There are some who subscribe to the belief that the apprehension and uncertainty over Brexit has been exaggerated and are of the view that the new arrangement post-Brexit will allow the UK to flourish economically and will provide stability as it will remove the UK from potential uncertainties, political or economic, of the Eurozone. The attractions of sectors such as the UK’s thriving high-tech industries with applications in Asian markets, such as bio-tech, environmental, smart-energy, advanced machinery manufacturing and the continued willingness of the UK to allow foreign investment into real estate and long-term infrastructure even in key sectors like nuclear power may make such investment less dependent on the UK’s place within the EU and here the impact of Brexit could be limited.
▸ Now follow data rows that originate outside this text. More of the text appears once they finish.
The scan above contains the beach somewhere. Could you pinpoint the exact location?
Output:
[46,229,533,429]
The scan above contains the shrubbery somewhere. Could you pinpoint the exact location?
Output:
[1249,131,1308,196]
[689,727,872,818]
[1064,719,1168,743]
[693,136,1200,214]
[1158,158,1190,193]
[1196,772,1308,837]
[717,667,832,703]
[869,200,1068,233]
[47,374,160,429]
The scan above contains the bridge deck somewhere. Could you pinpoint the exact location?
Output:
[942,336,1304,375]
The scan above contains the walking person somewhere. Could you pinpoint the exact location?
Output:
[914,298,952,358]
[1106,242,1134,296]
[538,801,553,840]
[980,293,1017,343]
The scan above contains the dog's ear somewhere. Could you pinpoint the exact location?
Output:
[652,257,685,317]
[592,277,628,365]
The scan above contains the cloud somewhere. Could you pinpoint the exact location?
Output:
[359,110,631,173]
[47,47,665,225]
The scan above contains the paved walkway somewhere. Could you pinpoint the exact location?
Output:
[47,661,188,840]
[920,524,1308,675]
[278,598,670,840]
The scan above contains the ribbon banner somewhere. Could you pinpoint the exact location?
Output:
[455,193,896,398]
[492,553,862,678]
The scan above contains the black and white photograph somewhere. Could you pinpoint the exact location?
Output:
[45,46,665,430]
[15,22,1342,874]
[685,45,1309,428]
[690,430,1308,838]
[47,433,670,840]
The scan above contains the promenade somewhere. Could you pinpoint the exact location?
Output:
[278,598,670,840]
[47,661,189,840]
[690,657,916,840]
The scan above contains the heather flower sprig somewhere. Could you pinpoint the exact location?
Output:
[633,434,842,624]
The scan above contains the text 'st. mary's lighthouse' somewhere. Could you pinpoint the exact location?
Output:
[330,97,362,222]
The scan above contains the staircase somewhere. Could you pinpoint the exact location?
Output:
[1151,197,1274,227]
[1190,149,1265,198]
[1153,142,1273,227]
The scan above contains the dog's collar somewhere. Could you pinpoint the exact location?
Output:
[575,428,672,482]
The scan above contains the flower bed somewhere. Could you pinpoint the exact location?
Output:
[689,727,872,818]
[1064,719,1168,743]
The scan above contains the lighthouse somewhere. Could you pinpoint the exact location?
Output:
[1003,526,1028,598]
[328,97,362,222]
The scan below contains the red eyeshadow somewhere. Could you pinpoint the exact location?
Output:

On the other hand, Britain has long been a favoured destination for Asian investors as a base of departure into the rest of the EU and the issue of maintaining seamless access in regulatory and tariff terms to a single market of 500 million consumers is an important one in a foreign investor’s decision making. This implies that a “hard Brexit” which removed such easy access could damage future investment plans and might favour Asian businesses prioritising other landing points in the EU. Should clients need to adjust their investment plans, Singapore lawyers will be keeping abreast of developments and able to assist the client with the transition.


This article is provided to you for general information and should not be relied upon as legal advice. The editor and the contributing authors do not guarantee the accuracy of the contents and expressly disclaim any and all liability to any person in respect of the consequences of anything done or permitted to be done or omitted to be done wholly or partly in reliance upon the whole or any part of the contents.